Pediatric preventive care activities were not spared in any way. The demand for vaccination services declined significantly from the start of the COVID-19 pandemic. All vaccines were affected. We noted, nonetheless, that this decrease was less important for the first vaccines (BCG and polio 0) than for the other vaccines of the expanded program of immunization.

The negative impact of the pandemic on vaccination has already been reported [7], [22], [23]. There are fears of a resurgence of vaccine-preventable diseases in the coming months. Vaccines for pregnant women have followed the same trend, putting future babies at an increased risk of neonatal tetanus.

Projections of hospital attendance into the coming months increase our concern since most hospital staff are paid from the revenue generated by paid services. At this rate, the hospital would not be able to pay its staff and this could have a negative impact on hospital performance [24]. There was also clearly an impact on hospitalizations and mortality during that period; details can be found in the publication by Chelo et al. [25].

A major public awareness campaign using all available means of communication is therefore important. This will reassure the population of their safety in hospitals. In addition, it will remind them of the importance of vaccination in the prevention of certain childhood diseases. The campaign should rely not only on healthcare providers, but also on opinion leaders, religious authorities, and even popular artists. This campaign could be accompanied by attractive measures such as reducing consultation fees and additional examinations for a specific period.
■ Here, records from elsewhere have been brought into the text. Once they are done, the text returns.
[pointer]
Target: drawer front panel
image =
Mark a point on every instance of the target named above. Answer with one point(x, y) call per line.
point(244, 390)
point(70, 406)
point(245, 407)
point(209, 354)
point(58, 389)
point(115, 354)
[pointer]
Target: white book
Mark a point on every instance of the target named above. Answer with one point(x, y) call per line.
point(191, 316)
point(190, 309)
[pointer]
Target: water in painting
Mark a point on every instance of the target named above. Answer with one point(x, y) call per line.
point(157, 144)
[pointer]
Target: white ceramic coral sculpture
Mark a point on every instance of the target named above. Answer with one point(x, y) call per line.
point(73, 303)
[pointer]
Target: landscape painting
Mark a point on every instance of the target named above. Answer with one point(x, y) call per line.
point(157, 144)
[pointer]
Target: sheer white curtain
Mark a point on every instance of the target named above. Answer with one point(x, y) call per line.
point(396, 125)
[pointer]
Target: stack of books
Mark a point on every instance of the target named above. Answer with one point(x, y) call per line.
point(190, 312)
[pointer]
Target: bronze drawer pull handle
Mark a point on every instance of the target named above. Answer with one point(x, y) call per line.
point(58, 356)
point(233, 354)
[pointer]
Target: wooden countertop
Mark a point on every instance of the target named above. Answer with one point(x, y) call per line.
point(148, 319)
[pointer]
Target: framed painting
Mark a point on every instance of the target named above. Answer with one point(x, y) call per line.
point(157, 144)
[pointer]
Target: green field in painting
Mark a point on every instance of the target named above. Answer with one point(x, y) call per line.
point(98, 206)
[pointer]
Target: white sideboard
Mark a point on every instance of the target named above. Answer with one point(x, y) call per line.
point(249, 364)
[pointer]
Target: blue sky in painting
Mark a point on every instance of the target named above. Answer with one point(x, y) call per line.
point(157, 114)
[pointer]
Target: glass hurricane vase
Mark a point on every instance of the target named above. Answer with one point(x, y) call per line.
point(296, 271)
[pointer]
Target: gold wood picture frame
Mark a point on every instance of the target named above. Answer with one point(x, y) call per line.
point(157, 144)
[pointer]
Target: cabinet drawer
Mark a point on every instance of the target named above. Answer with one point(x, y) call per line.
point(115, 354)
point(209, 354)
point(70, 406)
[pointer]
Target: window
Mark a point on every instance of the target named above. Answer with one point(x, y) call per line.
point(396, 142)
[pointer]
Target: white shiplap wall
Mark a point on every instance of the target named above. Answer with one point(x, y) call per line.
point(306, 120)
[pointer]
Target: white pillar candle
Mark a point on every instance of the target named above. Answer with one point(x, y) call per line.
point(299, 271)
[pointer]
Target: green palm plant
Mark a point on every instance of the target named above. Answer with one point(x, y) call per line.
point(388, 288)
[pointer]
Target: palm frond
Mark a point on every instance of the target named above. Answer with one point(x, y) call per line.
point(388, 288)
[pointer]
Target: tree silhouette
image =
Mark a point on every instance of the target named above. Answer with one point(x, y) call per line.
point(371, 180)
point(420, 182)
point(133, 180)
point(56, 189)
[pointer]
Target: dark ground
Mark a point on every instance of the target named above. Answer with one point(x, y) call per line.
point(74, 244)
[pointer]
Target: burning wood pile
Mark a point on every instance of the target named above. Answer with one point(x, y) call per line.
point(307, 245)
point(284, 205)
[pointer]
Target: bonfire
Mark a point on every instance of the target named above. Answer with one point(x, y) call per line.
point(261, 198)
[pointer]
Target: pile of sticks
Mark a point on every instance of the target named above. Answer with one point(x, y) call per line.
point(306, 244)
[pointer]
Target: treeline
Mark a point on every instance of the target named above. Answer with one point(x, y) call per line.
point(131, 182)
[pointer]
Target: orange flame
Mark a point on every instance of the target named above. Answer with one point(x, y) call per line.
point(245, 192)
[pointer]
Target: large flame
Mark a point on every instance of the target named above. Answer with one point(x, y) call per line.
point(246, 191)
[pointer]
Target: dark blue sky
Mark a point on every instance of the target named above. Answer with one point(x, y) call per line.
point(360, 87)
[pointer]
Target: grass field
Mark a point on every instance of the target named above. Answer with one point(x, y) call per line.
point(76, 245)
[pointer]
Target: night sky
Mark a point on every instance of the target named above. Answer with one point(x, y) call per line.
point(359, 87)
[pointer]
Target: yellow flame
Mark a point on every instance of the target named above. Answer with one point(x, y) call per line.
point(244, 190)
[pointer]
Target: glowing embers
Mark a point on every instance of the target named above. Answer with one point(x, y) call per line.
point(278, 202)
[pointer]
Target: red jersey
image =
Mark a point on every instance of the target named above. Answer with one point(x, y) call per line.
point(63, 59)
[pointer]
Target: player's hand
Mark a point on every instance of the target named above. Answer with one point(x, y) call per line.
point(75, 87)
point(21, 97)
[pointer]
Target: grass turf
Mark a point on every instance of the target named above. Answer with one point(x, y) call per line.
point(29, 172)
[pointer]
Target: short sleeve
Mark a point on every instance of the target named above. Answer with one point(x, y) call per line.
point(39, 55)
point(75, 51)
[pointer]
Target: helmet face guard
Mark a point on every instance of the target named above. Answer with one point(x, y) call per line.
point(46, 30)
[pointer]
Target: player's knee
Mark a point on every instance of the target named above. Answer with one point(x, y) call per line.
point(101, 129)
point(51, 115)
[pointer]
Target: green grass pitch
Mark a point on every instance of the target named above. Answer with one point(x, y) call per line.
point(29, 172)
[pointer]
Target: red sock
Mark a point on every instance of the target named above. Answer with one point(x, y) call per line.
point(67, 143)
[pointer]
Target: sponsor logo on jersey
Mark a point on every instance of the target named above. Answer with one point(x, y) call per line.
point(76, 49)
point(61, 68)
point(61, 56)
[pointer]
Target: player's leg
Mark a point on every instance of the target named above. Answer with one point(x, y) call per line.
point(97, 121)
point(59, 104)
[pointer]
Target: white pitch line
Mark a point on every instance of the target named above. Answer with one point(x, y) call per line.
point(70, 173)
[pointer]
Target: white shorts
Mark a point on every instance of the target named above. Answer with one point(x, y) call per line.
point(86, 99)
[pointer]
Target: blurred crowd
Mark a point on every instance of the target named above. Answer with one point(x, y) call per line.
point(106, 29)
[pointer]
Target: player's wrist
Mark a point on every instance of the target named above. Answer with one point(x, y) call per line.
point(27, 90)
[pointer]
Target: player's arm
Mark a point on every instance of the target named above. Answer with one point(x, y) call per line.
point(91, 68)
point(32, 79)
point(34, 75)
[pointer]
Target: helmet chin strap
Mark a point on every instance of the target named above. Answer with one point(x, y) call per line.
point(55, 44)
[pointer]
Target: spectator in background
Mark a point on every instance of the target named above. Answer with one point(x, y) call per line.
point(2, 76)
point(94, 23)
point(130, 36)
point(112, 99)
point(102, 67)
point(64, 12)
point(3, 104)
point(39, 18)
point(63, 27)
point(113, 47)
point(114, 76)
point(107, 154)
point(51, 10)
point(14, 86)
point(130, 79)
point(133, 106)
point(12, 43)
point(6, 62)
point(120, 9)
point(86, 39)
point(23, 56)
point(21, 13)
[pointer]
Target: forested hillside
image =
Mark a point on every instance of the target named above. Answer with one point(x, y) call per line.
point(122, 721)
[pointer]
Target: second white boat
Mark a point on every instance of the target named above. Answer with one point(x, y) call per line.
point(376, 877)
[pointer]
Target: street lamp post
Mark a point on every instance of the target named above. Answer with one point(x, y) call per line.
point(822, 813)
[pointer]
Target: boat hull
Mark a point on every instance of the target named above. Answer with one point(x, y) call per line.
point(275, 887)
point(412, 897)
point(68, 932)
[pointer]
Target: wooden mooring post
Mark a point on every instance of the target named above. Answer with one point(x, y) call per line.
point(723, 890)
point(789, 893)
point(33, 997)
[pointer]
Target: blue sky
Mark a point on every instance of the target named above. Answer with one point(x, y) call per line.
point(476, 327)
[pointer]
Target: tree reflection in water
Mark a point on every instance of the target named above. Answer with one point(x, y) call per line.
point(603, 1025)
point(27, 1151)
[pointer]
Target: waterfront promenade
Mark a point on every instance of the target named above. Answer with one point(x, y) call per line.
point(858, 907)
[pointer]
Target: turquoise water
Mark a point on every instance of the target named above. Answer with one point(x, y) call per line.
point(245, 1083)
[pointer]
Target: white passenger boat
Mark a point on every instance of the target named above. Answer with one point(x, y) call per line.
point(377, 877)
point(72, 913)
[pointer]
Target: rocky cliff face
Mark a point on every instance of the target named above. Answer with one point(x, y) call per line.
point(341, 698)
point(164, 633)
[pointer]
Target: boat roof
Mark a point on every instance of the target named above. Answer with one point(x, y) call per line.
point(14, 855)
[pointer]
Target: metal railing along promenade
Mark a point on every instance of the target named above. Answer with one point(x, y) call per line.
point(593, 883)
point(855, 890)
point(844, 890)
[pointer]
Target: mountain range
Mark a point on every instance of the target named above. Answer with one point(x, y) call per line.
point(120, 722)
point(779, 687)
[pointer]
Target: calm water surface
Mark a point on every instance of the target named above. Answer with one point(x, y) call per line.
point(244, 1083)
The retrospective nature of this study limits its scope, because we could not collect all the necessary information from patients. Our database did not allow us to analyze patient subgroups (emergencies, outpatient consultations) as we would have liked. We also limited ourselves to a period of 2.5 months after the start of the pandemic. Furthermore, since the epidemic had been declared less than 3 months earlier, this duration was not long enough to measure the size of the change in various outcomes as is common practice in interrupted time series analysis [26].

In addition, our study focused on a single hospital, which makes it difficult to generalize our findings to all health facilities in the country. Such a study should be undertaken in several hospitals of different levels and over a long period after the start of the COVID-19 pandemic.

Conclusion

This study illustrates the negative impact of the COVID-19 pandemic on the uptake of preventive and curative care services in a referral pediatric hospital in Cameroon, in this case consultations and vaccination. There is a risk of an upsurge in vaccine-preventable diseases in the coming months, especially since predictions point to a drastic drop in the demand for vaccination services between June 2020 and May 2021. To anticipate these poor forecasts, it is important that strong actions be taken to restore the relationship of trust between clients (population) and health services. This is an emergency, because apart from the quality care offered to the population, the survival of the hospital depends in part on the income from the payment for care to ensure its functioning.

Disclosure of interest

The authors declare that they have no competing interest.